Konica Minolta, the service provider for IT and document processes, has announced a further strengthening position for the book printing market. Backed by its multi-step business development programme called Digital 1234, Konica Minolta will be sponsoring the 2015 London Digital Printing Forum at the Royal Society, Carlton Terrace, in London, on 25 June.
Underpinning its commitment to innovation and opening up new markets opportunities, Konica Minolta will play a major role in this full-day educational event organised by market and technology research firm Interquest. The forum will focus on key trends in the book market, the evolution of book manufacturing and the supply chain, and the use of digital printing to produce books.
Interquest projects that the overall volume of printed books in units produced in Europe will decline by 4% in a five-year period to 2018. It believes that the volume of printed books produced conventionally will drop by 6% per year in the same period, while the volume of books printed digitally will increase by 20%. Two years ago, 5% of the volume of books printed in Europe was printed digitally, which is expected to increase to 16-18% by 2018.
A survey of European printers by the consultants put 'shorter run lengths' as the top trend (45%), followed by 'volume decline' at 33% and growth of digital colour (30%). Other trends include 'more frequent of orders of smaller quantities (22%) and better inventory management by publishers (19%) also on the radar.
Konica Minolta's involvement has been announced in the wake of the digital printer supplier's major investment plans in growing market opportunities such as augmented reality and the development of advanced colour printing systems specially designed for small print runs, extremely tight deadlines and for processing variable data.
Mark Hinder, Head of Market Development, Konica Minolta Business Solutions Europe, said: "The reality at the moment is that all hardback and most paperback books have covers that are either printed using litho, or digitally using toner-based equipment. We're looking forward to the London Digital Book Forum where we will be explaining the many outstanding benefits of our technology for the market as the run lengths for books fall and people order from the web."

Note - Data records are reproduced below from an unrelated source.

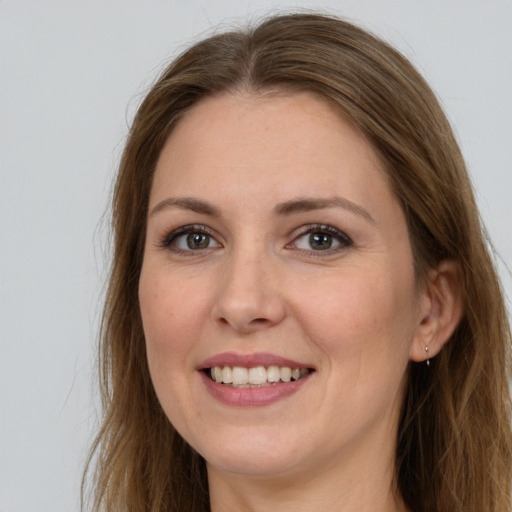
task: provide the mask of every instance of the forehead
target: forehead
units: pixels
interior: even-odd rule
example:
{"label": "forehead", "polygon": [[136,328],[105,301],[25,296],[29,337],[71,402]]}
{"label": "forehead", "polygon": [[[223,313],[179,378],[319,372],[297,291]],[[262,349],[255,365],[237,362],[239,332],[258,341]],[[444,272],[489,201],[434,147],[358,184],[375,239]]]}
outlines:
{"label": "forehead", "polygon": [[392,200],[377,152],[311,93],[224,94],[203,99],[178,123],[157,163],[151,203],[165,195],[349,195]]}

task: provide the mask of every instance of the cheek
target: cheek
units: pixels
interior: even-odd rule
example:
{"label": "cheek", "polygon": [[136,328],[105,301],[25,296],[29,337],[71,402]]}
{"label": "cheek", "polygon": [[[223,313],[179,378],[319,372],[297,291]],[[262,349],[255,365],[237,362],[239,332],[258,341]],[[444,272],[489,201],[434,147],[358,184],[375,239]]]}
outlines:
{"label": "cheek", "polygon": [[389,364],[388,355],[400,367],[406,363],[414,336],[413,277],[398,280],[391,275],[366,270],[331,277],[324,293],[311,293],[313,288],[307,286],[310,293],[300,316],[310,339],[331,356],[332,365],[346,369],[351,358],[350,367],[364,372],[370,364],[375,369],[377,357]]}
{"label": "cheek", "polygon": [[192,283],[169,279],[165,273],[141,274],[139,302],[152,373],[161,366],[185,367],[207,300],[191,288]]}
{"label": "cheek", "polygon": [[[190,282],[169,279],[167,272],[143,272],[139,284],[149,371],[166,416],[179,432],[192,429],[201,411],[194,409],[193,359],[201,337],[199,312],[205,297],[191,293]],[[192,419],[192,420],[191,420]]]}
{"label": "cheek", "polygon": [[409,286],[368,272],[331,279],[329,294],[310,295],[303,329],[328,365],[321,408],[347,431],[398,415],[414,335],[413,299]]}

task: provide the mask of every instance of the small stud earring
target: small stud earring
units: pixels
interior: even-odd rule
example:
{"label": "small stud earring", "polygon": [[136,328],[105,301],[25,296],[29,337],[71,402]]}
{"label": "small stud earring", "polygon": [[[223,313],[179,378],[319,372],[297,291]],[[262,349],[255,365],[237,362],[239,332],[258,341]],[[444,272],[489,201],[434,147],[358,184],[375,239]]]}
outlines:
{"label": "small stud earring", "polygon": [[428,345],[425,345],[425,352],[427,353],[427,366],[430,366],[430,357],[428,357]]}

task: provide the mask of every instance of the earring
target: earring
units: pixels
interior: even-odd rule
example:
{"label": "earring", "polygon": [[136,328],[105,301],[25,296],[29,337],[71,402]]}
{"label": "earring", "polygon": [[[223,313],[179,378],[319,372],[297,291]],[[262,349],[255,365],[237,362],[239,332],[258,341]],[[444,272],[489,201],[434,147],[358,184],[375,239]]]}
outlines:
{"label": "earring", "polygon": [[425,352],[427,354],[427,366],[430,366],[430,357],[428,357],[428,345],[425,345]]}

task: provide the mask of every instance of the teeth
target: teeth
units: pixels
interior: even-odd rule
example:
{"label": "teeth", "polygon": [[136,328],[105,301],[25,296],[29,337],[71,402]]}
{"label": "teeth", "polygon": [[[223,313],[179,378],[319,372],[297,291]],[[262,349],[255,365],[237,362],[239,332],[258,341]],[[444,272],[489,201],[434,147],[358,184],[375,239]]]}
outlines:
{"label": "teeth", "polygon": [[267,370],[263,366],[249,369],[249,384],[265,384],[267,382]]}
{"label": "teeth", "polygon": [[231,367],[224,366],[224,368],[222,368],[221,370],[220,366],[216,366],[215,375],[217,375],[217,373],[220,373],[221,375],[221,380],[217,380],[217,378],[215,378],[217,382],[224,382],[224,384],[231,384],[233,382],[233,370],[231,369]]}
{"label": "teeth", "polygon": [[237,388],[261,387],[278,382],[299,380],[309,375],[307,368],[290,368],[288,366],[214,366],[210,368],[211,379],[218,383],[228,384]]}
{"label": "teeth", "polygon": [[212,379],[215,382],[222,382],[222,370],[220,366],[216,366],[215,368],[212,368]]}
{"label": "teeth", "polygon": [[292,369],[286,366],[281,366],[279,368],[279,373],[281,374],[281,380],[283,382],[290,382],[292,380]]}
{"label": "teeth", "polygon": [[233,386],[249,384],[249,372],[241,366],[233,367]]}
{"label": "teeth", "polygon": [[281,380],[279,366],[269,366],[267,368],[267,380],[269,382],[279,382]]}

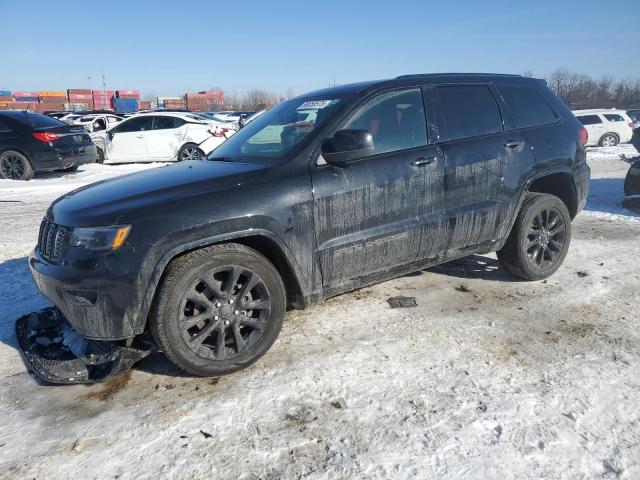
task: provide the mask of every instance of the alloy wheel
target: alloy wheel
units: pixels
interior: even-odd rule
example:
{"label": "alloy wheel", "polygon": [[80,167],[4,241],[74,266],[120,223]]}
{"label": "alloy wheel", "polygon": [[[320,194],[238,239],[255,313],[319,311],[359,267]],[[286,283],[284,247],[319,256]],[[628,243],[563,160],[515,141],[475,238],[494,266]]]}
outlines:
{"label": "alloy wheel", "polygon": [[271,311],[264,281],[237,265],[197,279],[183,295],[178,325],[183,340],[208,360],[233,360],[263,336]]}
{"label": "alloy wheel", "polygon": [[182,157],[180,160],[186,162],[187,160],[200,160],[202,158],[202,154],[200,153],[200,149],[197,147],[187,147],[182,151]]}
{"label": "alloy wheel", "polygon": [[556,208],[541,209],[529,225],[525,250],[540,269],[551,267],[560,257],[566,242],[566,225]]}
{"label": "alloy wheel", "polygon": [[0,172],[5,178],[20,180],[25,174],[24,160],[14,154],[7,154],[0,160]]}
{"label": "alloy wheel", "polygon": [[616,139],[613,135],[607,135],[606,137],[604,137],[602,139],[602,146],[603,147],[615,147],[616,146]]}

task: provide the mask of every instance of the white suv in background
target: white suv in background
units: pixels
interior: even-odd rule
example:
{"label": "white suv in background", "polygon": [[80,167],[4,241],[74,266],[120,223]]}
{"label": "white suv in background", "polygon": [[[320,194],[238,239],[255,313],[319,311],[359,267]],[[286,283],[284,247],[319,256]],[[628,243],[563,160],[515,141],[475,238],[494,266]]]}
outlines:
{"label": "white suv in background", "polygon": [[98,163],[199,160],[226,140],[214,125],[190,113],[133,115],[92,135]]}
{"label": "white suv in background", "polygon": [[587,129],[588,147],[614,147],[631,141],[633,121],[624,110],[597,108],[574,110],[573,114]]}

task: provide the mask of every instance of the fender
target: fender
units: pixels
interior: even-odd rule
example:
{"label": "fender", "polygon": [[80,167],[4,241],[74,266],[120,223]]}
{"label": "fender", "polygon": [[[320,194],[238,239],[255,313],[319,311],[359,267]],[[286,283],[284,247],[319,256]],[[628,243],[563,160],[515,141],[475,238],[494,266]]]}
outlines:
{"label": "fender", "polygon": [[[147,321],[147,316],[149,315],[149,310],[151,308],[151,303],[153,302],[153,299],[155,297],[155,292],[157,290],[158,284],[160,283],[160,279],[162,278],[167,265],[174,258],[178,257],[182,253],[198,248],[207,247],[217,243],[228,242],[230,240],[240,239],[243,237],[255,236],[266,237],[274,242],[278,246],[278,248],[280,248],[280,250],[284,254],[284,258],[286,259],[291,272],[294,275],[295,281],[300,286],[300,289],[302,290],[304,295],[306,290],[305,282],[301,282],[301,279],[304,278],[304,276],[302,275],[300,266],[296,262],[295,257],[292,255],[289,247],[282,241],[282,239],[278,235],[269,230],[247,228],[244,230],[227,232],[219,235],[205,236],[203,238],[190,242],[176,244],[173,248],[165,251],[165,253],[155,261],[153,258],[153,252],[150,251],[140,268],[140,275],[138,276],[136,282],[136,292],[134,292],[134,297],[129,304],[129,308],[125,312],[125,324],[130,325],[131,331],[134,333],[134,335],[143,333]],[[135,298],[136,296],[138,298]],[[139,306],[139,308],[137,308],[136,310],[137,306]]]}
{"label": "fender", "polygon": [[504,246],[504,244],[507,242],[509,233],[511,232],[511,229],[513,228],[513,225],[516,222],[516,218],[518,217],[518,213],[520,212],[520,208],[522,208],[522,203],[524,202],[524,197],[529,192],[529,188],[531,187],[531,184],[540,178],[546,177],[548,175],[556,174],[556,173],[566,173],[570,175],[571,178],[573,178],[573,188],[574,188],[574,193],[576,193],[575,192],[575,189],[576,189],[575,174],[573,170],[571,170],[569,166],[566,164],[549,165],[548,167],[545,167],[542,170],[538,170],[536,168],[535,171],[530,171],[529,174],[522,181],[520,192],[518,193],[517,199],[516,201],[513,202],[511,210],[508,213],[509,220],[508,222],[505,223],[505,225],[508,228],[506,229],[504,234],[501,235],[499,242],[495,244],[494,250],[500,250]]}

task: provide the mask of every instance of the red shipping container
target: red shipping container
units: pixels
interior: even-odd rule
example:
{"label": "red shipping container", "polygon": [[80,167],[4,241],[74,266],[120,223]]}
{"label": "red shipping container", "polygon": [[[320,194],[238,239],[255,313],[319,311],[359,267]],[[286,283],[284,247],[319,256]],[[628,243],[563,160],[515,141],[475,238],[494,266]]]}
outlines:
{"label": "red shipping container", "polygon": [[90,88],[70,88],[67,90],[67,94],[71,95],[91,95]]}
{"label": "red shipping container", "polygon": [[14,97],[39,97],[40,92],[13,92]]}
{"label": "red shipping container", "polygon": [[[76,103],[76,100],[91,100],[93,97],[90,93],[70,93],[69,101],[71,103]],[[81,102],[78,102],[81,103]]]}
{"label": "red shipping container", "polygon": [[118,98],[133,98],[131,95],[140,97],[140,92],[138,90],[116,90],[116,96]]}
{"label": "red shipping container", "polygon": [[13,102],[13,97],[11,95],[2,95],[0,96],[0,102]]}

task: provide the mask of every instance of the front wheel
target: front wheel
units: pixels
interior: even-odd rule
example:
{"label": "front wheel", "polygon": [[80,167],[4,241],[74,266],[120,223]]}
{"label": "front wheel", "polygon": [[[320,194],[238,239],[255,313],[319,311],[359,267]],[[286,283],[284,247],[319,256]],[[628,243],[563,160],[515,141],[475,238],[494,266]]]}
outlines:
{"label": "front wheel", "polygon": [[31,180],[33,178],[33,168],[29,159],[14,150],[0,153],[0,178]]}
{"label": "front wheel", "polygon": [[204,152],[198,148],[195,143],[185,143],[178,152],[178,161],[186,162],[187,160],[202,160]]}
{"label": "front wheel", "polygon": [[571,216],[562,200],[546,193],[529,193],[498,250],[500,264],[525,280],[542,280],[553,274],[567,256]]}
{"label": "front wheel", "polygon": [[285,309],[276,268],[251,248],[221,244],[171,264],[149,323],[175,365],[219,376],[251,365],[271,348]]}

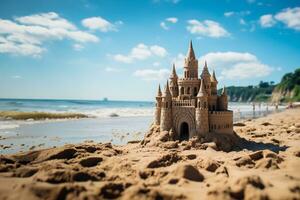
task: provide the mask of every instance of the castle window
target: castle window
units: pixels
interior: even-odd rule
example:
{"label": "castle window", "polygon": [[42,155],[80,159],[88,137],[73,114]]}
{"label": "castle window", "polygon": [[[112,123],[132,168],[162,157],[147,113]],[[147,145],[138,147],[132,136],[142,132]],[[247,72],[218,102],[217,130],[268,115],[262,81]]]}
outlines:
{"label": "castle window", "polygon": [[184,88],[183,87],[180,88],[180,93],[184,94]]}
{"label": "castle window", "polygon": [[190,87],[187,88],[187,94],[190,94]]}
{"label": "castle window", "polygon": [[194,88],[194,96],[197,96],[197,88]]}
{"label": "castle window", "polygon": [[206,108],[206,102],[203,102],[203,107]]}
{"label": "castle window", "polygon": [[166,108],[168,108],[168,102],[166,102]]}
{"label": "castle window", "polygon": [[215,105],[213,105],[213,110],[216,110],[216,106]]}

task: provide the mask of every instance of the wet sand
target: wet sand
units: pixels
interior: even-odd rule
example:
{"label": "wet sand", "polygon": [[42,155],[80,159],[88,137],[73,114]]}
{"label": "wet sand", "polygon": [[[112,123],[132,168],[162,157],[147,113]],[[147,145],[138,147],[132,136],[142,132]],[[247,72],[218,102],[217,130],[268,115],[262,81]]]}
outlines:
{"label": "wet sand", "polygon": [[234,130],[234,146],[148,133],[2,155],[0,199],[300,199],[300,109]]}

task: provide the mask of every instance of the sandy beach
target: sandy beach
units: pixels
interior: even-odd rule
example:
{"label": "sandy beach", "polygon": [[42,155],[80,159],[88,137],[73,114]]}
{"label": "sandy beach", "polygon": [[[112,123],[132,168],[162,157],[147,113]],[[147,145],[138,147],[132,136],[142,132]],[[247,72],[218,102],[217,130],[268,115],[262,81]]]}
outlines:
{"label": "sandy beach", "polygon": [[300,199],[300,109],[234,130],[229,152],[161,137],[1,155],[0,199]]}

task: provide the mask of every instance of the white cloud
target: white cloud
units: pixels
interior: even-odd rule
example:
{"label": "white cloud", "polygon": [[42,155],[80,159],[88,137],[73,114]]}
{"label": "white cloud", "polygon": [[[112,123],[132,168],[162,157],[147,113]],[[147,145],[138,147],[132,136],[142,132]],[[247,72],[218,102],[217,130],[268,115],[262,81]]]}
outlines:
{"label": "white cloud", "polygon": [[212,20],[204,20],[202,22],[195,19],[189,20],[187,30],[191,34],[213,38],[227,37],[230,35],[218,22]]}
{"label": "white cloud", "polygon": [[233,15],[236,15],[236,16],[243,17],[243,16],[250,15],[250,14],[251,14],[251,11],[249,11],[249,10],[242,10],[242,11],[229,11],[229,12],[225,12],[224,16],[225,17],[231,17]]}
{"label": "white cloud", "polygon": [[45,41],[70,39],[76,42],[99,42],[93,34],[79,30],[54,12],[0,19],[0,53],[39,57]]}
{"label": "white cloud", "polygon": [[73,49],[75,51],[81,51],[82,49],[84,49],[84,46],[81,44],[73,44]]}
{"label": "white cloud", "polygon": [[268,65],[253,63],[237,63],[232,68],[224,69],[221,75],[226,79],[241,80],[268,76],[272,72]]}
{"label": "white cloud", "polygon": [[276,22],[281,22],[288,28],[300,31],[300,7],[285,8],[275,15],[262,15],[259,19],[262,27],[272,27]]}
{"label": "white cloud", "polygon": [[132,63],[135,60],[145,60],[150,56],[165,57],[167,50],[158,45],[147,46],[143,43],[133,47],[128,55],[116,54],[113,59],[118,62]]}
{"label": "white cloud", "polygon": [[20,75],[14,75],[14,76],[11,76],[11,78],[13,78],[13,79],[20,79],[22,77]]}
{"label": "white cloud", "polygon": [[230,12],[225,12],[225,13],[224,13],[224,16],[225,16],[225,17],[230,17],[230,16],[232,16],[232,15],[234,15],[234,12],[232,12],[232,11],[230,11]]}
{"label": "white cloud", "polygon": [[105,71],[106,72],[121,72],[122,70],[119,68],[114,68],[114,67],[106,67]]}
{"label": "white cloud", "polygon": [[166,18],[164,21],[160,22],[160,27],[162,27],[165,30],[169,30],[169,25],[176,24],[177,22],[178,22],[178,18],[169,17],[169,18]]}
{"label": "white cloud", "polygon": [[141,70],[136,70],[133,75],[143,80],[151,81],[151,80],[166,79],[169,76],[169,74],[170,71],[167,69],[158,69],[158,70],[141,69]]}
{"label": "white cloud", "polygon": [[[122,21],[121,24],[123,24]],[[102,17],[90,17],[83,19],[81,21],[82,25],[84,27],[87,27],[91,30],[99,30],[101,32],[108,32],[108,31],[117,31],[117,28],[115,25],[107,21],[106,19],[103,19]]]}
{"label": "white cloud", "polygon": [[169,30],[169,27],[166,25],[165,22],[160,22],[160,27],[162,27],[165,30]]}
{"label": "white cloud", "polygon": [[165,57],[167,55],[167,50],[158,45],[151,46],[150,50],[154,55],[157,55],[159,57]]}
{"label": "white cloud", "polygon": [[300,31],[300,7],[283,9],[275,15],[275,19],[289,28]]}
{"label": "white cloud", "polygon": [[276,24],[276,21],[274,20],[272,15],[268,14],[268,15],[262,15],[259,18],[259,23],[262,27],[272,27]]}
{"label": "white cloud", "polygon": [[247,23],[246,23],[246,21],[244,19],[240,19],[240,24],[241,25],[246,25]]}
{"label": "white cloud", "polygon": [[160,66],[160,62],[154,62],[152,65],[153,65],[154,67],[158,67],[158,66]]}
{"label": "white cloud", "polygon": [[76,30],[76,26],[64,18],[59,17],[55,12],[41,13],[24,17],[17,17],[17,22],[26,25],[37,25],[47,28],[62,28],[67,30]]}
{"label": "white cloud", "polygon": [[210,68],[221,71],[223,79],[242,80],[269,75],[273,68],[261,63],[251,53],[211,52],[199,58],[199,65],[205,60]]}
{"label": "white cloud", "polygon": [[172,59],[172,63],[175,64],[177,68],[182,68],[184,65],[185,55],[179,53],[175,58]]}
{"label": "white cloud", "polygon": [[177,23],[178,19],[176,17],[169,17],[166,19],[166,21],[175,24]]}

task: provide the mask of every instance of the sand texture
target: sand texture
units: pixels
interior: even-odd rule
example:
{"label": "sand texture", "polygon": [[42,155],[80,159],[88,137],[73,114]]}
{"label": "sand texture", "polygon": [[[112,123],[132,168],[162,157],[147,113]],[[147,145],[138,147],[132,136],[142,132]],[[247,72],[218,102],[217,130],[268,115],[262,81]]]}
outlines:
{"label": "sand texture", "polygon": [[232,138],[87,142],[0,157],[0,199],[300,199],[300,109]]}

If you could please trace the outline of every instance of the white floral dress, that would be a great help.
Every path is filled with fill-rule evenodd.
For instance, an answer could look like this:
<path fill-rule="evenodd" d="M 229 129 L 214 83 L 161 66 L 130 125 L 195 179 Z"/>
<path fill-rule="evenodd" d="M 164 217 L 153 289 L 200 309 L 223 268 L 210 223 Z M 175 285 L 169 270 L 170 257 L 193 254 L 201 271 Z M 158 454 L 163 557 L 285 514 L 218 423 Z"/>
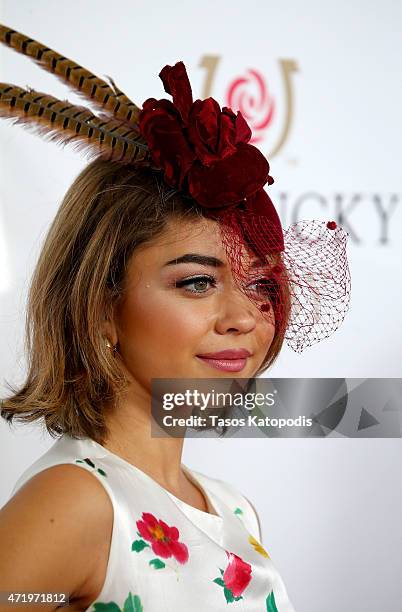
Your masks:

Hinder added: "Through the use of Digital 1234, we will help both printers and publishers bring more value into printed books with solutions and technologies such as augmented reality. It is another example of our programmes linking the digital world to the conventional printed books market to build further new business application opportunities in areas such as manuals and education. Konica Minolta systems will enable commercial printers to provide higher quality book production in areas where, up to now, the digital technology has struggled to produce quality systems designed specifically for these applications."
Gilles Biscos, President of Interquest, said: "We are extremely excited to welcome Konica Minolta as a first-time sponsor of the event. This year's programme will examine the current state of the book manufacturing supply chain from the perspective of leading printers and publishers."